Due dischi in nemmeno un anno. L’urgenza comunicativa degli Svedesi StoneLake deve essere davvero consistente, ma non so se assecondarla senza un’adeguata riflessione sia stata poi una grande idea.
Cercherò di spiegarmi meglio. “World entry”, il lavoro precedente, mi era piaciuto abbastanza, nella sua evidente devozione per l’hard ‘n’ heavy di ottantiana memoria, sviluppata attraverso una gradevole (anche se a volte un po’ spiazzante) alternanza tra potenza e melodia.
Oggi gli StoneLake non abiurano il loro “credo” ispirativo fondamentale, ma decidono di incrementare il fattore aggressività, rendendo altresì più omogeneo, “moderno” ed equilibrato il loro suono, che però, a mio modo di vedere, pare alla fine anche maggiormente anonimo.
Peter Grundstrom è sempre un ottimo vocalist, e tuttavia la sua ugola s’inasprisce per sostenere a dovere la nuova ambientazione sonora, perdendo un pizzico di quella capacità “seduttiva” evidenziata in passato, mentre la chitarra di Akesson appare costantemente competente, ma anch’essa caricata di un’ulteriore irruenza, cede una stilla della sua caratteristica sensibilità.
In questo modo il quartetto scandinavo reprime il suo tipico approccio melodico figlio della tradizione nordica del rock duro e finisce per risultare l’ennesimo crocevia Priest / Queensryche / Edguy, privato della sua illuminata tipicità, come spesso accade nei casi di “saccheggio” non eccessivamente focalizzati.
Il disco non è brutto, si lascia ascoltare con discreta facilità e in qualche caso (la title-track, la Crimson Glory-esque “Pain and hunger”, la classy “White flame” e le due bonus tracks “Saint or evil” e “Wonderland”, anch’esse gratificate da una superiore dose di raffinatezza) riesce ad evocare buonissime vibrazioni, eppure la sensazione complessiva è quella che non riesca a “colpire” in profondità, forgiato di una sostanza paragonabile ad un fluido che si distribuisce agevolmente sulla superficie dei sensi e che con la stessa prontezza evapora senza lasciare traccia.

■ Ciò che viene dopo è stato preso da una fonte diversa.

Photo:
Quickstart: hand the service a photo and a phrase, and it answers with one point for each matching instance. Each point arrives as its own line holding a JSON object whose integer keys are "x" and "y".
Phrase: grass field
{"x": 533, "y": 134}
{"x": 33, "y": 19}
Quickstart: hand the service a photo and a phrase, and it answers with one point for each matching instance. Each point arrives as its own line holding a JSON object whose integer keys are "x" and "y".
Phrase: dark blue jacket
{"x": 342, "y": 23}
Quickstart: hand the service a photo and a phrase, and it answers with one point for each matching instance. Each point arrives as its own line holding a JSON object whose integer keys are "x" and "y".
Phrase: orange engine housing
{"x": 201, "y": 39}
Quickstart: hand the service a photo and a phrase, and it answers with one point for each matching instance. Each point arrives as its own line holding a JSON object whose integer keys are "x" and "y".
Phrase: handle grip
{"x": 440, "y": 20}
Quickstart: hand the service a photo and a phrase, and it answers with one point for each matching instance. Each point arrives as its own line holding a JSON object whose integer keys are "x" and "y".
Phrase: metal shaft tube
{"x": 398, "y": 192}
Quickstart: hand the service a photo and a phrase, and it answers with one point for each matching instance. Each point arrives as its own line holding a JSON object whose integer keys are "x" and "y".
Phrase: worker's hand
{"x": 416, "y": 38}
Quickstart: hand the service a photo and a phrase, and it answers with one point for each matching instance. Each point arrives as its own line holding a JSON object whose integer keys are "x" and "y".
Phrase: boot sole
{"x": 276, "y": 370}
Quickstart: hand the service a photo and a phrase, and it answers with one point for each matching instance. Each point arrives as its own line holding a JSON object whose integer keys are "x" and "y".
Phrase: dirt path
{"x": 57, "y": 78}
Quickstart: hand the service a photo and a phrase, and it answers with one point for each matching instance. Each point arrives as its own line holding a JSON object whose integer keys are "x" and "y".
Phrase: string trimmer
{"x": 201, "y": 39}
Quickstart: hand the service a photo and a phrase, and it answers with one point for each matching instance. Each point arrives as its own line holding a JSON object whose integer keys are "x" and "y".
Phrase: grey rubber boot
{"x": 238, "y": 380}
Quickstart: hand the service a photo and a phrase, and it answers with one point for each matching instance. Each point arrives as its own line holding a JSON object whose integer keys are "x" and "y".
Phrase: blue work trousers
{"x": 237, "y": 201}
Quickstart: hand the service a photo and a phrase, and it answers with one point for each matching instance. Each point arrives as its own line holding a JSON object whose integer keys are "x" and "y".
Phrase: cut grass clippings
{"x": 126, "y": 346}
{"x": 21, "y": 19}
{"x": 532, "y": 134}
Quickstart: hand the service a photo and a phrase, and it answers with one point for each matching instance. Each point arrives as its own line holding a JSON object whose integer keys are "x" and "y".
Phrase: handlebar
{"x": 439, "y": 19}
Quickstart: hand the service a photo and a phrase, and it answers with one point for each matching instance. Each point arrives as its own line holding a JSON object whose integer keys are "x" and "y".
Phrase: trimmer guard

Immagino che molti non saranno d’accordo, perché, anche grazie ad una produzione leggermente più esplosiva, “Uncharted souls” può formalmente sembrare maggiormente incisivo e “attuale” del suo predecessore, ma per quanto mi riguarda non c’è stata nessuna evoluzione apprezzabile nel percorso artistico dei nostri, anzi, arriverei addirittura a definire il loro terzo full-length come un piccolo passo indietro.
Magari in questo caso la fretta è stata veramente una cattiva consigliera.